Wednesday, June 3, 2015

Review: Fight Club

It's like a car accident... an absolutely horrific, brutal reminder of your own mortal state, but there's no way you could think of looking away. Here's why this iconic novel made its way onto my TBR for 2015.

Fight Club, by Chuck Palahniuk, follows the story of a generic worker bee narrator, as he falls under the sway of Tyler Durden, a charismatic and damaged young man with a plan for the future, and a new kind of club, holding secret boxing matches in the basements of bars. This direct violence gives way to greater machinations of destruction, spiraling outwards until it effects way more than just some beat-up guys after work. Soon, our narrator is forced to confront the question, who is Tyler Durden, anyways? 

This prose was fantastic... I'm such a sucker for the stream of consciousness style, and this is probably one of the best examples I could draw from what I've read in recent years of it being really well-done. And the characterizations of every player in it was incredibly unique, too. I don't know if I've ever seen that many incredibly flawed, damaged and dangerous people gathered into one motley crew of a cast before.

To be honest, the first thing I did after I finished it was text my Dad, which just kind of seemed like the appropriate thing to do. Like, everyone's got to read Fight Club at some point? There are a couple of girls in my sorority, particularly my friend Taylor, who've been hounding me to read this guy's work basically since we found out we both like reading... isn't this some kind of social touchstone or something, regardless of age, gender, etc.?

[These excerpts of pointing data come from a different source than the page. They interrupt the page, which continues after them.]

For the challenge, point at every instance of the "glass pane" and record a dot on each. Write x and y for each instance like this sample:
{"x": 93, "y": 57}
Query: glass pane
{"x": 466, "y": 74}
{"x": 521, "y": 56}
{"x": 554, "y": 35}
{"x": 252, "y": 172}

The problem was, there were parts of it that were a little too gendered-out for me to fully appreciate the work as a whole. A part of those texts to my Dad, simply as a knee-jerk reaction to turning the last page of the paperback, was "This is why idiot suburban emo boys threaten to blow up their high schools." For the most part, it came off of as a big round of chest-beating, caveman chanting, which, yes, I get was a part of its satirical bent. Chances are, if something's being blown out of proportion, it's satire, but that didn't make it any less uncomfortable. I just couldn't take the testosterone... and you'd think that people who wanted anarchy so badly would have stopped making up so many damn rules.

It's definitely a novel of juxtapositions. There's all this despicable violence and grime and grit to it, so that you know you should turn away, but that's also what makes it so enthralling and un-put-down-able. Its violent take down of "special snowflake" ideology is brutally anti-individualistic, but almost every Tumblr kid I can think of has read, and loved, it, too. There's a fierce struggle in both the novel and its audience, brilliantly assimilated into the characterizations of its two male leads (*wink wink, nudge nudge*). So it's really no surprise that I'm so torn.

Final Verdict: At the very least, Fight Club should be required reading, because of its impeccable craftsmanship. Any additional ideas about its ideology you formulate yourself, you can go over with your therapist.